Nama Tionghoa adalah nama yang diekspresikan dengan karakter Han (Hanzi). Nama ini digunakan secara luas oleh warga negara Republik Rakyat Tiongkok, Republik China, Hong Kong, Makau dan keturunan Tionghoa di negara-negara lainnya.

Nama Tionghoa biasanya terdiri dari 2 karakter sampai 4 karakter, walaupun ada yang lebih dari 4 karakter, namun umumnya nama seperti itu adalah mengambil terjemahan dari bahasa lain sehingga tidak dianggap sebagai nama Tionghoa.

Nama Tionghoa mengandung marga dan nama. Marga Tionghoa diletakkan di depan nama, biasanya 1 sampai 2 karakter, nama mengikuti marga.

Evolusi nama Tionghoa

Di zaman dahulu, menurut catatan literatur kuno ada peraturan bahwa nama seorang anak biasanya baru akan ditetapkan 3 bulan setelah kelahirannya. Namun pada prakteknya, banyak yang memberikan nama sebulan setelah kelahiran sang anak, bahkan ada yang baru diberikan setahun setelahnya. Juga ada yang telah menetapkan nama terlebih dahulu sebelum kelahiran sang anak.

Di zaman Dinasti Shang, orang-orang masih menggunakan nama dengan 1 karakter. Ini dikarenakan mereka belum mengenal marga dan juga karena jumlah penduduk yang tidak banyak.

Sebelum zaman Dinasti Han, biasanya nama Tionghoa hanya terdiri dari 2 karakter yang terdiri dari 1 karakter marga dan 1 karakter nama. Namun setelah Dinasti Han, orang-orang mulai memiliki sebuah nama lengkap yang terdiri dari 3 karakter (1 karakter marga dan 2 karakter nama) selain daripada nama resmi mereka yang 2 karakter itu.

Di zaman Dinasti Jin (265-420), orang-orang baru memakai nama dengan 3 karakter seperti yang kita kenal sekarang.

Nama menjadi sebuah hal yang penting bagi seseorang dipengaruhi oleh pemikiran Konfusius tentang pentingnya penamaan bagi penonjolan karakter seseorang.

Nama generasi

Di dalam nama dengan 3 karakter, biasanya kita mengenal adanya nama generasi. Nama yang mengandung nama generasi adalah 1 karakter marga, 1 karakter generasi dan 1 karakter marga. Pada tingkatan generasi yang sama dalam satu keluarga besar biasanya memiliki nama generasi yang sama.

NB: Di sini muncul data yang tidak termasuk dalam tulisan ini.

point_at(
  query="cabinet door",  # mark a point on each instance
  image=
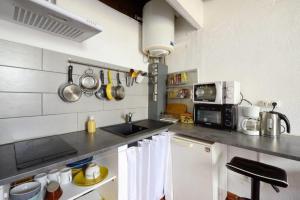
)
(192, 169)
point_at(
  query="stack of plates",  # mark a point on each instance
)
(26, 191)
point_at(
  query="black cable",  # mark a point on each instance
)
(243, 99)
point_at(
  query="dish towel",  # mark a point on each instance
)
(132, 172)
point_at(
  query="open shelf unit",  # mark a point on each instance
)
(108, 185)
(182, 86)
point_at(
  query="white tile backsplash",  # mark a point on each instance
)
(31, 108)
(52, 104)
(20, 104)
(25, 80)
(16, 129)
(13, 54)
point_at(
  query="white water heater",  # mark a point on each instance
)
(158, 28)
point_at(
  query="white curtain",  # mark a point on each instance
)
(149, 175)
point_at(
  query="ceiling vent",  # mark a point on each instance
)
(47, 17)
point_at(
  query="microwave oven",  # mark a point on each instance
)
(219, 92)
(220, 116)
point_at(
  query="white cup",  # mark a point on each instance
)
(42, 178)
(251, 111)
(54, 175)
(65, 175)
(92, 171)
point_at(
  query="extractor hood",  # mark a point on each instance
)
(47, 17)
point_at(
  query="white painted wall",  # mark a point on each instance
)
(254, 42)
(191, 10)
(118, 44)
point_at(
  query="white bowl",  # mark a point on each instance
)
(25, 191)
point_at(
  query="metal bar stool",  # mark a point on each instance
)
(258, 172)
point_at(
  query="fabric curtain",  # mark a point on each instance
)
(149, 169)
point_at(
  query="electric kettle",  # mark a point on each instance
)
(270, 123)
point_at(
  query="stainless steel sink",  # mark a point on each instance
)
(125, 129)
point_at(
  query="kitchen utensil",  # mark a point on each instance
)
(66, 175)
(186, 118)
(128, 79)
(81, 163)
(101, 93)
(134, 74)
(43, 180)
(250, 126)
(270, 123)
(54, 175)
(69, 92)
(109, 93)
(140, 77)
(92, 171)
(25, 191)
(80, 180)
(91, 196)
(89, 82)
(53, 191)
(176, 109)
(119, 89)
(248, 120)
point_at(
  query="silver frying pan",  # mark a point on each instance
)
(69, 92)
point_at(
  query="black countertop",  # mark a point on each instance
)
(286, 146)
(86, 145)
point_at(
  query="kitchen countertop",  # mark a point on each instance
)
(85, 144)
(286, 146)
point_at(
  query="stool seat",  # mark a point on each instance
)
(259, 171)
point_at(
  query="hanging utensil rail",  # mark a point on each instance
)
(96, 66)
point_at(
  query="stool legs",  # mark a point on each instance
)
(255, 189)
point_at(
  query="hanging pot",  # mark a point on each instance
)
(119, 91)
(69, 92)
(109, 86)
(101, 93)
(89, 82)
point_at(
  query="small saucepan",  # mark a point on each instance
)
(119, 91)
(109, 87)
(89, 82)
(69, 92)
(101, 93)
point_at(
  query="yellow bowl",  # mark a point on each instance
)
(80, 180)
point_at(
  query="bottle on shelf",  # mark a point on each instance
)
(91, 125)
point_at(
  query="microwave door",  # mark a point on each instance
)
(210, 118)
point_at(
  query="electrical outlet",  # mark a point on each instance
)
(269, 103)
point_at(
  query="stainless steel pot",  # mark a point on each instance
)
(270, 123)
(89, 82)
(69, 92)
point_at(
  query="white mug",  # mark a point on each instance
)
(250, 126)
(251, 111)
(42, 178)
(92, 171)
(53, 175)
(65, 175)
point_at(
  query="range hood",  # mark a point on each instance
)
(47, 17)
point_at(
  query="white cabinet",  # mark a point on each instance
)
(198, 169)
(186, 54)
(191, 11)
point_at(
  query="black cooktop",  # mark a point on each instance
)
(33, 152)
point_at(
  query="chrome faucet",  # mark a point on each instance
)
(128, 117)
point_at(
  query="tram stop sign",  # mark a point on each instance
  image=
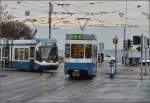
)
(115, 40)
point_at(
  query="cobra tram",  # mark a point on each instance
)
(80, 55)
(29, 55)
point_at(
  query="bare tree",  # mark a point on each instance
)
(16, 30)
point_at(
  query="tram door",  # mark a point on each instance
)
(32, 56)
(5, 56)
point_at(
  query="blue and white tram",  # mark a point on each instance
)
(29, 55)
(80, 55)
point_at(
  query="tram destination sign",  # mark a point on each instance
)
(80, 37)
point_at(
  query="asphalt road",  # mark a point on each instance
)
(54, 87)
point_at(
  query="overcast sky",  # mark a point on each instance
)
(101, 13)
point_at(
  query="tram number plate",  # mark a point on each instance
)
(76, 73)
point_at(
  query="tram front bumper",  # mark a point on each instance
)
(71, 67)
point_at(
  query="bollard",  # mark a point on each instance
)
(112, 71)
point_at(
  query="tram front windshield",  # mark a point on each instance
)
(78, 51)
(47, 54)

Nama generasi ditetapkan oleh leluhur dengan mengambil sebuah puisi atau bait di dalamnya untuk penamaan generasi turun-temurun. Biasanya sebuah puisi berisikan 16, 20 atau bahkan 24 karakter buat 16, 20 atau 24 generasi ke bawah. Sampai generasi ke-17, 21 atau 25, nama generasi akan dimulai kembali dari karakter generasi pertama.

Nama generasi ini tidak lazim digunakan di semua keluarga karena biasanya hal seperti ini merupakan monopoli orang terpelajar. Karena pendidikan tidak umum bagi rakyat biasa di zaman dulu di Tiongkok, maka banyak pula keluarga yang tidak menggunakan nama generasi dalam pemberian nama.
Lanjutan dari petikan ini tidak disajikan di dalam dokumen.